Capítulo 24 - Capítulo vinte e quatro


JOHN

Na quinta à noite, depois do jantar, a avó de Sherlock veio arrumar o cabelo, e a mãe dele desapareceu na garagem. O pai trabalhava com o encanamento abaixo da pia, trocando a caixa de gordura. Sherlock tentava contar a John sobre uma fita nova que comprara. Elvis Costello. Não conseguia parar de falar.

– Tem umas músicas de que você vai gostar, mais lentas. Mas o resto é bem animado.

– Tipo punk? – John entortou o nariz.

John aturava alguma coisa de Dead Milkmen, mas odiava a música punk que Sherlock ouvia.

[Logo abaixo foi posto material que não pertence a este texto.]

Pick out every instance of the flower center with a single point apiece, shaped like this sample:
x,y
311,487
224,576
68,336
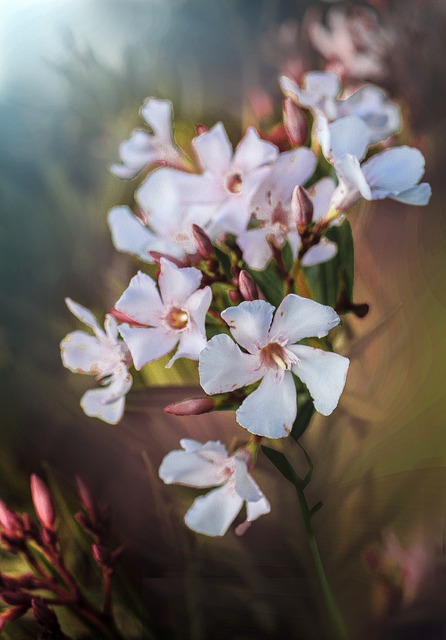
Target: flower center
x,y
234,183
177,318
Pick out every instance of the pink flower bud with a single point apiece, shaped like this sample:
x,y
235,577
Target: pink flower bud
x,y
202,241
295,122
43,502
191,407
302,208
247,286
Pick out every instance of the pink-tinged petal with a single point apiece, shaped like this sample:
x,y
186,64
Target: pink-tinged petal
x,y
324,373
321,194
270,410
297,318
83,353
349,135
84,315
249,323
419,195
190,346
322,252
129,234
256,249
244,483
147,345
141,300
159,115
223,367
253,152
394,170
213,513
190,469
214,150
177,284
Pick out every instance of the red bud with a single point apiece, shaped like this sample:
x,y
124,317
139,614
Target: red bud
x,y
43,502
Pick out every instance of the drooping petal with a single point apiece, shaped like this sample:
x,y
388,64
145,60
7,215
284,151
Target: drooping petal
x,y
190,469
324,373
322,252
297,318
214,150
213,513
177,284
141,300
253,152
270,410
223,367
147,345
129,234
394,170
249,323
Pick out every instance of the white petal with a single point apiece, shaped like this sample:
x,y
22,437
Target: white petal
x,y
249,323
147,345
213,513
324,373
223,367
322,252
270,410
214,150
129,234
256,249
189,469
244,483
83,353
252,151
177,284
419,195
84,315
394,170
297,318
141,301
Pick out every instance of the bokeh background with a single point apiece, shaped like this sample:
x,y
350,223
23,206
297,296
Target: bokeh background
x,y
72,77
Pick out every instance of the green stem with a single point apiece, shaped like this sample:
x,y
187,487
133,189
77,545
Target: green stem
x,y
335,614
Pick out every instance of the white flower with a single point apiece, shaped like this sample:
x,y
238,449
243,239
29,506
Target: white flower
x,y
272,207
273,356
176,317
394,173
143,149
102,355
208,465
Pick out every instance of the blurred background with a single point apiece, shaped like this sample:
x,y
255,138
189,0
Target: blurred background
x,y
72,77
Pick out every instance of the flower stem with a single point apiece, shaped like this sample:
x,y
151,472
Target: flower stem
x,y
335,615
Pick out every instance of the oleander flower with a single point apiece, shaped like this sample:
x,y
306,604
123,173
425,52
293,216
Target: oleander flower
x,y
208,465
270,354
174,315
103,355
143,149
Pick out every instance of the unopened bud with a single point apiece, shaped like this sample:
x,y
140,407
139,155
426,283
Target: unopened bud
x,y
191,407
295,122
43,502
247,286
302,208
201,128
202,241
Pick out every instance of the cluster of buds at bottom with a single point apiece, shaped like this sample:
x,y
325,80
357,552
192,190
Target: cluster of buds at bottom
x,y
45,570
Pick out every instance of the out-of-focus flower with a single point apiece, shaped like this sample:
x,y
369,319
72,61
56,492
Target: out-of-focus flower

– Parece que estão gritando comigo – ele dizia quando ele tentava colocar um pouco de punk nas fitas. – Pare de gritar comigo, Glenn Danzig!

– Esse é o Henry Rollins.

– Todos parecem o mesmo quando estão gritando comigo.

Naquela época, Sherlock andava muito interessado em New Wave. Pós-punk, ele chamava. Ele ouvia bandas tanto quanto John lia livros.

– Não – ele disse –, Elvis Costello é mais musical. Mais gentil. Vou gravar uma fita pra você.

– Ou pode colocar para eu ouvir.

Sherlock inclinou a cabeça.

– Isso implicaria você entrar no meu quarto.

– Tá bem – John disse, não muito casualmente.

– “Tá bem”? – ele perguntou. – Meses de “nãos”, e agora “tá bem”?

– Tá bem – disse John. – Você vive dizendo que sua mãe não se importa.

– Minha mãe não se importa.

– Então?

Sherlock levantou-se num átimo, sorrindo, e o puxou. Pararam na cozinha.

– Vamos ouvir música no meu quarto.

– Tá bom – disse o pai, debaixo da pia. – Só não engravide ninguém.

Isso teria sido constrangedor, mas não era muito provável de acontecer.

John não conseguia parar de pensar nele passando boa parte do tempo ali, deitado. (Eram apenas 90° de diferença, mas imaginá-lo desse jeito o tirava do sério.) Além disso, ele trocava de roupa naquele lugar.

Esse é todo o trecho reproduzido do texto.